NO GOOD WILL COME OUT OF THIS SYMPOSIUM – nothing useful, nothing to change the world, nothing for the survivors – the only thing that will come out of it is that the Church will pat itself on its back, tell themselves what a great job they did in talking about it and sit on their arses for another decade on the back of their deluded sense of success.  How do we know this?  Because this is what always happens in the dance with the devil!

So how can we stop this dance?  How do we say ‘I don’t want to play ball any more?’ – well we take charge, we take our power back.

WE HAVE TO REALISE THAT THE SO CALLED POWER OVER US IS FAKE, FALSE, WILL BLOW AWAY WITH THE CLICK OF THE FINGERS, WILL DISAPPEAR IN A PUFF OF SMOKE.

THEY ONLY HAVE POWER OVER US IF WE GIVE IT TO THEM – simple.

The only way we can extricate ourselves from this sick, hostage-style relationship is to take back our power and we have to do that on an individual basis.

Don’t expect them to apologise in a way that is enough for you, don’t expect them to do anything in a way that you would want them to, don’t expect them to acknowledge that what they did was wrong, don’t give them a false sense of having all the cards in this game – THEY DON’T.  The more you expect of them, the more in charge they are!

The power and ability to change our lives is in us, not in anyone else.  Codependents often look for external factors that would make their life better – justice, lottery win, love, children etc.  They also find it hard to forgive or move on from the damage and fear that they have experienced in their lives, even after many years – this is understandable and true but if we keep saying this then we keep remaining as victims not survivors.

I am absolutely not saying that the church need to be let off or that abusers should just be accepted – I just think that we are more powerful when we change the way we do things and change where we do our recovery work.

For example, we will NOT be holding the annual celebration of survivors in Rome – why would we give them the satisfaction of celebrating where they are?  Will it not thwart the narcissists more if we DON’T DO IT THEIR WAY?  We will not be asking for an apology – they can do that in their sleep standing on their heads but it doesn’t mean anything – so we don’t need to go with our begging bowls to them for their platitudes and lies.  When we start to change our views on the world from our frame of reference then we become powerful.  The only thing you can control RIGHT HERE RIGHT NOW is how you react to the world around you – this is something that codependents need to learn and manage on a daily basis.  We cannot stop people calling us names or hurting us, we cannot stop war, we cannot stop poverty or neglect – these things will always be here, but how we choose to deal with them is our power.

So next time you have an overwhelming emotional response to something and an massive inclination to react in some way STOP, breath, think – who is going to get the most out of whatever I am about to do?
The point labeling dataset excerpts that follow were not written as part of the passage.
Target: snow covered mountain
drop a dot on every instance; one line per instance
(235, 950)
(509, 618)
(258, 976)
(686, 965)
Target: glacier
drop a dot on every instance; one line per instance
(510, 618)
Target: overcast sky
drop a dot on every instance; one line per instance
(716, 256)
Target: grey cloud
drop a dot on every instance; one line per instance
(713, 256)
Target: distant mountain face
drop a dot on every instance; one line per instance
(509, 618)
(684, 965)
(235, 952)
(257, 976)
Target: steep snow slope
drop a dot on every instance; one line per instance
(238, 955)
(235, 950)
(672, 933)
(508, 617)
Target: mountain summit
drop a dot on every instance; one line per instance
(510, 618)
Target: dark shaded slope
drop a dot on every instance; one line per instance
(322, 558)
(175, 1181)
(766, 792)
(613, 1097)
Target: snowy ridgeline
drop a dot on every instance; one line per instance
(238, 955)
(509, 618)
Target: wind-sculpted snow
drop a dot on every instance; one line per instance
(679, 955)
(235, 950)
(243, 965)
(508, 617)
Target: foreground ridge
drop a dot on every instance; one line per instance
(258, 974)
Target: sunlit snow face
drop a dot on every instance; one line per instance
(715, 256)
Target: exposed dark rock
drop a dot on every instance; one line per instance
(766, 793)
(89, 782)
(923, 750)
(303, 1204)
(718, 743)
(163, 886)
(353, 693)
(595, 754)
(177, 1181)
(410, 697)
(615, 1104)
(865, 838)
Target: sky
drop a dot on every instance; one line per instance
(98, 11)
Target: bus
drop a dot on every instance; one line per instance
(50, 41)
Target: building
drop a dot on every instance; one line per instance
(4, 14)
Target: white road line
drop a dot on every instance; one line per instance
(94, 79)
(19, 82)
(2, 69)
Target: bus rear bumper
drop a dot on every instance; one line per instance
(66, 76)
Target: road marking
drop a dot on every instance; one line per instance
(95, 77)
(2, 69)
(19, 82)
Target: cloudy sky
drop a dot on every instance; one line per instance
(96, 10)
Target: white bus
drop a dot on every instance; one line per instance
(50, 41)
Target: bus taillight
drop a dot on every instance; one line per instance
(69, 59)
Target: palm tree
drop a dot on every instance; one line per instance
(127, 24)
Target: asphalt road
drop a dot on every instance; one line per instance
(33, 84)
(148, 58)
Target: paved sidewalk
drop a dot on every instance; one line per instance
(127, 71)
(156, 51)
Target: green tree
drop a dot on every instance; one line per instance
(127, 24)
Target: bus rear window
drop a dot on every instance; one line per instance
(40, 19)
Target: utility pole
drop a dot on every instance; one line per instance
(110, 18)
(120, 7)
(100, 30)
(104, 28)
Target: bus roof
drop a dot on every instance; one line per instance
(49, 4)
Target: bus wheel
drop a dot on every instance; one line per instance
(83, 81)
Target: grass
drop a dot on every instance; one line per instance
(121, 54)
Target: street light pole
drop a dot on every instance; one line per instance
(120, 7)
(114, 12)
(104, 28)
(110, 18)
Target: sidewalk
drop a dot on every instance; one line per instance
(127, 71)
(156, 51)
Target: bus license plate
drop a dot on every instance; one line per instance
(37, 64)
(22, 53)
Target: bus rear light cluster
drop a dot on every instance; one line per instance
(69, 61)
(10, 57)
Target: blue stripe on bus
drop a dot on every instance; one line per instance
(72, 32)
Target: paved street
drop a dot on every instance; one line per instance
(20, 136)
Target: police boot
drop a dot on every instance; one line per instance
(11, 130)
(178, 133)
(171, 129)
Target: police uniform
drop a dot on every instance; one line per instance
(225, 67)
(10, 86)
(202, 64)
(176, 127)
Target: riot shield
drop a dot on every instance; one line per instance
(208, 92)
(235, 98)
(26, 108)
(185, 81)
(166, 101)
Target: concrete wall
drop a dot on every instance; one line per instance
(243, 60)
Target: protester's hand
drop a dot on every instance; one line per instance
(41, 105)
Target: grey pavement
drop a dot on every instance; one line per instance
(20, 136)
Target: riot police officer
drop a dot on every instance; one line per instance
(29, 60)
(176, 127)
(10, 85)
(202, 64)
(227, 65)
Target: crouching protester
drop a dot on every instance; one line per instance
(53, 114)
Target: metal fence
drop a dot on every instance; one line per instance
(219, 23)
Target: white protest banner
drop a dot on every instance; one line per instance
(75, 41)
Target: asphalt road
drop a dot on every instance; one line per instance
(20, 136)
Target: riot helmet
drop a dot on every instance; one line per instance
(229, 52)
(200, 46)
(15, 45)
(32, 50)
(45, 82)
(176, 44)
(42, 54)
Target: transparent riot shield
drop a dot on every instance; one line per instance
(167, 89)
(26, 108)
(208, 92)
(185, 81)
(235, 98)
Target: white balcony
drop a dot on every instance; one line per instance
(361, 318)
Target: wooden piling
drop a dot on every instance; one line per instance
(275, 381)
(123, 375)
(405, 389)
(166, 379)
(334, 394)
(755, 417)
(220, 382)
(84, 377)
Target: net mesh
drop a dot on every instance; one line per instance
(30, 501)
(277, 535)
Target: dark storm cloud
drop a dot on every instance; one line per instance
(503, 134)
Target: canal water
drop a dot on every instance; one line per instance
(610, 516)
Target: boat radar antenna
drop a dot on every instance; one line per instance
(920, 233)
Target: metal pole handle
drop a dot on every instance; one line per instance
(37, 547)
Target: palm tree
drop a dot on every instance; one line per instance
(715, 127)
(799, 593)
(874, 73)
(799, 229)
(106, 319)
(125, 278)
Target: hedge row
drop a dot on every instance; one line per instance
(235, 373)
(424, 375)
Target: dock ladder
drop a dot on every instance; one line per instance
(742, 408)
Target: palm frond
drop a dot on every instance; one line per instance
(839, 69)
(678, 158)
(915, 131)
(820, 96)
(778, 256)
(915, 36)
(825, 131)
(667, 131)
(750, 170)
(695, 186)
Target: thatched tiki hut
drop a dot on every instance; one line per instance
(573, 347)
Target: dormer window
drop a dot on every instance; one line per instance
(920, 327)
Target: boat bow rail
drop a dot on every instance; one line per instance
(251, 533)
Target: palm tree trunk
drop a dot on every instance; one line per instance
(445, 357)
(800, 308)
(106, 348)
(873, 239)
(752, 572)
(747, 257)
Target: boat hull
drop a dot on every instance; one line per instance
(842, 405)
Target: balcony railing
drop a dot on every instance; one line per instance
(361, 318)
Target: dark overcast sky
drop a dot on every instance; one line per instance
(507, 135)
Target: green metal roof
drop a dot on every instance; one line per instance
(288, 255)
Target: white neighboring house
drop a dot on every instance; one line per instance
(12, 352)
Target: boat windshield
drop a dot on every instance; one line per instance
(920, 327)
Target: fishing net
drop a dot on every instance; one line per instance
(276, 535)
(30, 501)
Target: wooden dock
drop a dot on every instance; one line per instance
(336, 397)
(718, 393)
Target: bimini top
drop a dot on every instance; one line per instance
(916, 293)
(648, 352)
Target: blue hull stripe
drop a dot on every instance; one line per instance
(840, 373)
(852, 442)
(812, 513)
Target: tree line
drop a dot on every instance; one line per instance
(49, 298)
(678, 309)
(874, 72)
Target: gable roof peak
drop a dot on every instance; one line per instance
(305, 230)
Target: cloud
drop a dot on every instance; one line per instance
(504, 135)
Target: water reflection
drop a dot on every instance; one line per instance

If it is the abuser – DON’T GIVE THAT TO THEM!

If it is you – THEN GO FOR IT!

But be honest – don’t try and make it fit – if you are lying to yourself about your motives THEY HAVE LED THE DANCE AGAIN!

“Happiness is like time and space–we make and measure it ourselves; it is a fancy–as big, as little, as you please; just a thing of contrasts and comparisons, like health or strength or beauty or any other good–that wouldn’t even be noticed but for sad personal experience of its opposite!–or its greater!”

Sending warm thoughts to each and every survivors and beloved other out there – TIME TO DANCE TO OUR OWN TUNE!